Common Slurm Settings
*********************

* Optionally, you can  specify a node access mode by setting the environment
  variable ``CHPL_LAUNCHER_NODE_ACCESS``. It will default to ``exclusive``
  access, but can be overridden to:

    * ``shared`` to give shared access to nodes
    * ``unset`` to use the system default and not specify a node access mode
    * ``exclusive`` to give exclusive access to nodes (this is the default)

  For example, to grant shared node access, set:

  .. code-block:: bash

    export CHPL_LAUNCHER_NODE_ACCESS=shared

* Optionally, you can specify a slurm partition by setting the environment
  variable ``CHPL_LAUNCHER_PARTITION``. For example, to use the 'debug'
  partition, set:

  .. code-block:: bash

    export CHPL_LAUNCHER_PARTITION=debug

* Optionally, you can specify a slurm nodelist by setting the environment
  variable ``CHPL_LAUNCHER_NODELIST``. For example, to use node nid00001, set:

  .. code-block:: bash

    export CHPL_LAUNCHER_NODELIST=nid00001

* Optionally, you can specify a slurm constraint by setting the environment
  variable ``CHPL_LAUNCHER_CONSTRAINT``. For example, to use nodes with the
  'cal' feature (as defined in the slurm.conf file), set:

  .. code-block:: bash

    export CHPL_LAUNCHER_CONSTRAINT=cal

* Optionally, you can specify a slurm account by setting the environment
  variable ``CHPL_LAUNCHER_ACCOUNT``. For example, to use the account 'acct',
  set:

  .. code-block:: bash

    export CHPL_LAUNCHER_ACCOUNT=acct

* If the environment variable ``CHPL_LAUNCHER_USE_SBATCH`` is defined then
  sbatch is used to launch the job to the queue system, rather than
  running it interactively as usual. In this mode, the output will be
  written by default to a file called <executableName>.<jobID>.out. The
  environment variable ``CHPL_LAUNCHER_SLURM_OUTPUT_FILENAME`` can be used
  to specify a different filename for the output.

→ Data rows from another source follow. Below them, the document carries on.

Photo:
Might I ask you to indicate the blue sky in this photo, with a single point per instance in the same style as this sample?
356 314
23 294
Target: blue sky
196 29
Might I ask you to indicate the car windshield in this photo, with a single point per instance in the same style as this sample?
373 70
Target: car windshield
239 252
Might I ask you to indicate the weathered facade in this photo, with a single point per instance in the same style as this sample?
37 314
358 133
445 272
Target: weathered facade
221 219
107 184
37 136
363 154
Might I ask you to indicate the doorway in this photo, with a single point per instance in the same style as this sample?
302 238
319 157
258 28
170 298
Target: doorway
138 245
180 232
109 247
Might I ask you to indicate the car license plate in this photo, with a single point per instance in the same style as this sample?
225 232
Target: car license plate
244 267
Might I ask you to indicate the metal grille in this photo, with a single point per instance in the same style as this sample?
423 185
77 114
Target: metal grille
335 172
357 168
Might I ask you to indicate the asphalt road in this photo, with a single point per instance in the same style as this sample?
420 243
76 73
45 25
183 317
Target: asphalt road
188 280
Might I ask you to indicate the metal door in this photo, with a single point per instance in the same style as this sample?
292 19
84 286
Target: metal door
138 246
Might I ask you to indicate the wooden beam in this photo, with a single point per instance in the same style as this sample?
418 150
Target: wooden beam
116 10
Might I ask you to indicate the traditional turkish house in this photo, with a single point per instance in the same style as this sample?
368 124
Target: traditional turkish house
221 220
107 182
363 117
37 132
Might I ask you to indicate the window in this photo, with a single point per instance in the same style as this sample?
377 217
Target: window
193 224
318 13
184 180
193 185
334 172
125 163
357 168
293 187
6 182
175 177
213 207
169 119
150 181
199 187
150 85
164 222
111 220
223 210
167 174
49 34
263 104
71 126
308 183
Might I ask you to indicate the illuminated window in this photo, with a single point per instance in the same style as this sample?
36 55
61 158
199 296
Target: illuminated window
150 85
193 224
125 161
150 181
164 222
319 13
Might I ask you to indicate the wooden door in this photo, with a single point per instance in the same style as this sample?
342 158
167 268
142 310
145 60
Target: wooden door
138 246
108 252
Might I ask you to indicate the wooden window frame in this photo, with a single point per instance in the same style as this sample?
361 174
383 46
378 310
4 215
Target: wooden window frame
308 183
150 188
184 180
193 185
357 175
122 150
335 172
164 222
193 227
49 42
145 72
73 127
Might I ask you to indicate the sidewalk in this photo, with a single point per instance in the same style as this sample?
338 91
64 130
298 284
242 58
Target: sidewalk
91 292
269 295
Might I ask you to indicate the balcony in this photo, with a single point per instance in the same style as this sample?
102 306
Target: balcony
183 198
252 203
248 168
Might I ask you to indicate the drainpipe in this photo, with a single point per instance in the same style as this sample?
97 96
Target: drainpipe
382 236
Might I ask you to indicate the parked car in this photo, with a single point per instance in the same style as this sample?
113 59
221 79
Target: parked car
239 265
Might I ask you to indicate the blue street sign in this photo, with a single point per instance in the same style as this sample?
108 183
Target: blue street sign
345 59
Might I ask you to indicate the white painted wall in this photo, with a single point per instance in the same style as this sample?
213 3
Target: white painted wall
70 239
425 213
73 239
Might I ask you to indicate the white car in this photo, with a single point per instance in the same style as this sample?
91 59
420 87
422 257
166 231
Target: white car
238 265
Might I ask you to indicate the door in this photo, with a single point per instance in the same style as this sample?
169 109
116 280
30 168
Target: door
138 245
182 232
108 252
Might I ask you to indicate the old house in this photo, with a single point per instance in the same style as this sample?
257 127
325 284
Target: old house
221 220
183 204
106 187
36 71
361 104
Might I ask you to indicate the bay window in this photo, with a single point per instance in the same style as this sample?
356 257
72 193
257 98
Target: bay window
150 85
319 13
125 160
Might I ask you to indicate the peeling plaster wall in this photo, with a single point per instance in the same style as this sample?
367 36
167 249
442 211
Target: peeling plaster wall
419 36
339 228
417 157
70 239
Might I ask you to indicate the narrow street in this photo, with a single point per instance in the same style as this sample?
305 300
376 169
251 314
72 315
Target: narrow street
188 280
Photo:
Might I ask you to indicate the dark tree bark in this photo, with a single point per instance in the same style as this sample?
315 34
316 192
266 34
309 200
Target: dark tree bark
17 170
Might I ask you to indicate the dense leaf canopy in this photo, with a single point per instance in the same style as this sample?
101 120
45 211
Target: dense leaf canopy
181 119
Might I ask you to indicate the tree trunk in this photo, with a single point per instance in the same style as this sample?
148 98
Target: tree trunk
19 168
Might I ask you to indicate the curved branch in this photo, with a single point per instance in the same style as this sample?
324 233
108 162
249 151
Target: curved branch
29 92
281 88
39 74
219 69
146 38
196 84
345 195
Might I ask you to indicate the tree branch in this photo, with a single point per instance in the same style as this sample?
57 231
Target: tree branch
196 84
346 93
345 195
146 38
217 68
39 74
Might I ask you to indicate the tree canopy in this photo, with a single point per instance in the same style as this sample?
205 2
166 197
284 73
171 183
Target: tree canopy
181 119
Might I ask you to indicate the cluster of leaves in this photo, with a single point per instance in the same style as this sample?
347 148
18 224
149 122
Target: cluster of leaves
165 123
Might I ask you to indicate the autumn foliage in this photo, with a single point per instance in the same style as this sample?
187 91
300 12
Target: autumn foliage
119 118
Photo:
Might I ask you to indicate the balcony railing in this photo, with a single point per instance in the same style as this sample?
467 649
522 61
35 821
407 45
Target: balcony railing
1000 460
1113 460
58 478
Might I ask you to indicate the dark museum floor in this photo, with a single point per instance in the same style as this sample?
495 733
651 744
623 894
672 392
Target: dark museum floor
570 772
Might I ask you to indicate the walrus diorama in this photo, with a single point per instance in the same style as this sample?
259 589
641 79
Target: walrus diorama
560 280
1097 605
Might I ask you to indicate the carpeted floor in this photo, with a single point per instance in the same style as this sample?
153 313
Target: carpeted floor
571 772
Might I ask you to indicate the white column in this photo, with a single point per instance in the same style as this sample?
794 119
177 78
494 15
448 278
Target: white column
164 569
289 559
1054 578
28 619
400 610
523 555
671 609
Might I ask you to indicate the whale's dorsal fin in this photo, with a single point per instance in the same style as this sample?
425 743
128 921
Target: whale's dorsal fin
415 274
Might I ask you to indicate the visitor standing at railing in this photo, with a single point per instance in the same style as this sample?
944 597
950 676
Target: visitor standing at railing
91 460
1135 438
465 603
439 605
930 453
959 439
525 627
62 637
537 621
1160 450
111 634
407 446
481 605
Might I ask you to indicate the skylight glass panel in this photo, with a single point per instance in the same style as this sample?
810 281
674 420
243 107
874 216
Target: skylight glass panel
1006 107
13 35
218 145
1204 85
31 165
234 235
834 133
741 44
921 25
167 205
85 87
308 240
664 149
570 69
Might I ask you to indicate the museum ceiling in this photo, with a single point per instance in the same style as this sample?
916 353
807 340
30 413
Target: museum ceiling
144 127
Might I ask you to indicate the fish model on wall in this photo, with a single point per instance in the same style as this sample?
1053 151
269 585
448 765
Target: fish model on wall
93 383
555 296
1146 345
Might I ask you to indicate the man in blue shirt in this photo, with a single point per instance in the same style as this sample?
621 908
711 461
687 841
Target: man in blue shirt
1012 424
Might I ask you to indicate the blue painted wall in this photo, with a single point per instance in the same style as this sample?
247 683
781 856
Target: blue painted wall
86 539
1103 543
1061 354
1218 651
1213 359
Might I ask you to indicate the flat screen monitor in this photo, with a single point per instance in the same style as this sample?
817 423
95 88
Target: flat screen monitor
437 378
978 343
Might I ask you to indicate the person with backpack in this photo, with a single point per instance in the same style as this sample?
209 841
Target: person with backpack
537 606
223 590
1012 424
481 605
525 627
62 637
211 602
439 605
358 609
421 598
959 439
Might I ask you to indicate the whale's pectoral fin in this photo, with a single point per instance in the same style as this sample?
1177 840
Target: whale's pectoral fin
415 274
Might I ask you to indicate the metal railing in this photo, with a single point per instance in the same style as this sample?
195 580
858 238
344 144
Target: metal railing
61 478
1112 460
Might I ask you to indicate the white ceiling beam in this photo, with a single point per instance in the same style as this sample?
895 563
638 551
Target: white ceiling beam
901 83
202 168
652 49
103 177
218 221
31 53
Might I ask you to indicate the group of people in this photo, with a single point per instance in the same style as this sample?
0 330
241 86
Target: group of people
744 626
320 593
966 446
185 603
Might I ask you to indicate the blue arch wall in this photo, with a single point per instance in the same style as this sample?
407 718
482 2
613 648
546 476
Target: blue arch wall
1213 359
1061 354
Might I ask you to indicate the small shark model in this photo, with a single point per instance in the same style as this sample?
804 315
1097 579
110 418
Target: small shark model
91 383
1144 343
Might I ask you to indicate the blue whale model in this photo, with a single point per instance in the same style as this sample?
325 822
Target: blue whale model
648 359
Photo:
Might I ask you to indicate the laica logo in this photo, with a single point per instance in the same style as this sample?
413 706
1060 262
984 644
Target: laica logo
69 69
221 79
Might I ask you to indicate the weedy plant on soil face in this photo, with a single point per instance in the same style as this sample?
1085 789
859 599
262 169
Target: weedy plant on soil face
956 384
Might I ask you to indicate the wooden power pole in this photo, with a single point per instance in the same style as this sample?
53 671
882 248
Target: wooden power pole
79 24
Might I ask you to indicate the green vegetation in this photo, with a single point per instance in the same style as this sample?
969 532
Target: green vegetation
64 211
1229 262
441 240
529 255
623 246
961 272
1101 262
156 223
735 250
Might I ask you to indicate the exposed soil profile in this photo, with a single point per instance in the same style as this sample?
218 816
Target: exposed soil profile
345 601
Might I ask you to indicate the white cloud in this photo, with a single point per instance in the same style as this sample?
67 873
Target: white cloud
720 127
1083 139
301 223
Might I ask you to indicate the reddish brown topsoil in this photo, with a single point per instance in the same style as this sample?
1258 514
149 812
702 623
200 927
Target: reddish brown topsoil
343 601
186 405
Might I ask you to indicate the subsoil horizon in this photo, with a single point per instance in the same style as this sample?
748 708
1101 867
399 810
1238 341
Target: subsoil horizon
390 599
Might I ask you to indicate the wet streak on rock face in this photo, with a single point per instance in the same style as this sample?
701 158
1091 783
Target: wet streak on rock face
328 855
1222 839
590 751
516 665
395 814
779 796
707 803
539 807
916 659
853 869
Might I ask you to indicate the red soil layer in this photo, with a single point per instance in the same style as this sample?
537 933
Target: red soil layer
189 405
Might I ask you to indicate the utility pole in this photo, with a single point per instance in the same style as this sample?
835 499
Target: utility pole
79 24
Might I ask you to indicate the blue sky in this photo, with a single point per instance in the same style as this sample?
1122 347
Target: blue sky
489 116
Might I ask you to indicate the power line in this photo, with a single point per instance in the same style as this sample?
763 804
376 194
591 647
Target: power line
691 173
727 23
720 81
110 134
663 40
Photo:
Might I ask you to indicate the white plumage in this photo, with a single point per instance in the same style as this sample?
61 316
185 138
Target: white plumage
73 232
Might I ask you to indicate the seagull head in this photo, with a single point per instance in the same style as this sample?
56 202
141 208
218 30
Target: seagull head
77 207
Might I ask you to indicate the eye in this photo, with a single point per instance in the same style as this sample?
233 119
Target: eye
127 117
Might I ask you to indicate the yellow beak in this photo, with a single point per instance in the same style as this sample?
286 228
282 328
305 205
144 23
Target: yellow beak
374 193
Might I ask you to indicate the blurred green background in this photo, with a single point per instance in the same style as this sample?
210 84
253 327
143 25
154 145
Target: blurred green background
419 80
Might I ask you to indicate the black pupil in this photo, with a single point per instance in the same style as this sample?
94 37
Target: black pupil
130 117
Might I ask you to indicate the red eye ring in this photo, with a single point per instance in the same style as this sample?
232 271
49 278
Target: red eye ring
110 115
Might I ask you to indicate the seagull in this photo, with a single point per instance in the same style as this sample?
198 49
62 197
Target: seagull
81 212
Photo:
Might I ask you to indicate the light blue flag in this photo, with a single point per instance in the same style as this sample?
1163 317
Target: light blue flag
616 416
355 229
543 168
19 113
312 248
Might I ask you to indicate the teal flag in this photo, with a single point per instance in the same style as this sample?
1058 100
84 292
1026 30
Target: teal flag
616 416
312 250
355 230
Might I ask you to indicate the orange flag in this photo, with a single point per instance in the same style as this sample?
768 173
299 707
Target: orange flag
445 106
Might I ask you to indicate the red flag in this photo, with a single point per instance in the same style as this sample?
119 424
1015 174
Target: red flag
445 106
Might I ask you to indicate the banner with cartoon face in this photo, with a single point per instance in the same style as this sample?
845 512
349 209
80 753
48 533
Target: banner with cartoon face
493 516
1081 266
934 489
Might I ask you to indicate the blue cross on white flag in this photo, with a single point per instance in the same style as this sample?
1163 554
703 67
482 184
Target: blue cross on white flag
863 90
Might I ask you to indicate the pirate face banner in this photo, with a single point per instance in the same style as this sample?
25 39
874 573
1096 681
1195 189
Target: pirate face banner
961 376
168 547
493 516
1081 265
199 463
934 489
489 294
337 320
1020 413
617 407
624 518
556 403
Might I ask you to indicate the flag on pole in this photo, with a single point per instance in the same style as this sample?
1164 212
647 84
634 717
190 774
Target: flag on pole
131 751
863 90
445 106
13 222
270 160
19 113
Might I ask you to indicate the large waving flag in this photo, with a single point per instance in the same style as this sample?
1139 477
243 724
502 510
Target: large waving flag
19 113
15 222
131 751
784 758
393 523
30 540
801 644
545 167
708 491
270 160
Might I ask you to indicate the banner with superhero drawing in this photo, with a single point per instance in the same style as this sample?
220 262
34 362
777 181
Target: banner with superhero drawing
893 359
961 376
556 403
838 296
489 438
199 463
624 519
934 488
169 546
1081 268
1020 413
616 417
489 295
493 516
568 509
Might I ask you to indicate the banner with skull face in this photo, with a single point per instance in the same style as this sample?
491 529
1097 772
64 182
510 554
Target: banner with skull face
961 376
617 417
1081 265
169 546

.. _ssh-launchers-with-slurm:

Using any SSH-based launcher with Slurm
***************************************

It is possible to use any SSH-based launcher with Slurm, with some additionally
effort. This strategy can come in handy if other launchers are not working.
However, launchers such as `slurm-srun` and `slurm-gasnetrun_ibv` offer a
better experience.

First, let's see how to use an SSH-based launcher with an interactive `salloc`
session. Here we will assume the UDP conduit, but any other launcher supporting
SSH can be configured analogously.

.. code-block:: bash

   # Compile a sample program
   chpl -o hello6-taskpar-dist examples/hello6-taskpar-dist.chpl

   # Reserve 2 nodes for an interactive run
   salloc -N 2
   # Then, within the salloc shell

     # Specify that ssh should be used
     export GASNET_SPAWNFN=S
     # Specify the list of nodes to use; SSH_SERVERS can also be used
     export GASNET_SSH_SERVERS=`scontrol show hostnames | xargs echo`
     # Run the program on the 2 reserved nodes.
     ./hello6-taskpar-dist -nl 2

This strategy can also be used within an *sbatch* script. Here is an
example script to save to the file `job.bash`:

.. code-block:: bash

  #!/bin/bash
  #SBATCH -t 0:10:0
  #SBATCH --nodes=2
  #SBATCH --exclusive
  #SBATCH --partition=chapel
  #SBATCH --output=job.output

  export GASNET_SPAWNFN=S
  export GASNET_SSH_SERVERS=`scontrol show hostnames | xargs echo`

  ./hello6-taskpar-dist -nl 2

To run this job, use:

.. code-block:: bash

  sbatch job.bash

and when it completes, the output will be available in `job.output` as
specified in `job.bash`.

Changing the _real binary suffix
++++++++++++++++++++++++++++++++

In order to support profiling tools that produce new binaries for the
launcher to execute, the suffix of the real binary executed by the
launcher may be changed with the ``CHPL_LAUNCHER_SUFFIX`` environment
variable. If this variable is unset, the suffix defaults to "_real",
matching the compiler's output.


Bypassing the launcher
++++++++++++++++++++++

If the Chapel launcher capability fails you completely, set
``CHPL_LAUNCHER`` to none, recompile, and execute the resulting binary
according to the following rules using tools and queueing mechanisms
appropriate for your system:

* on most systems, the number of locales should be equal to the number
  of nodes on which you execute. That in turn should match the number
  of copies of the program that you are running.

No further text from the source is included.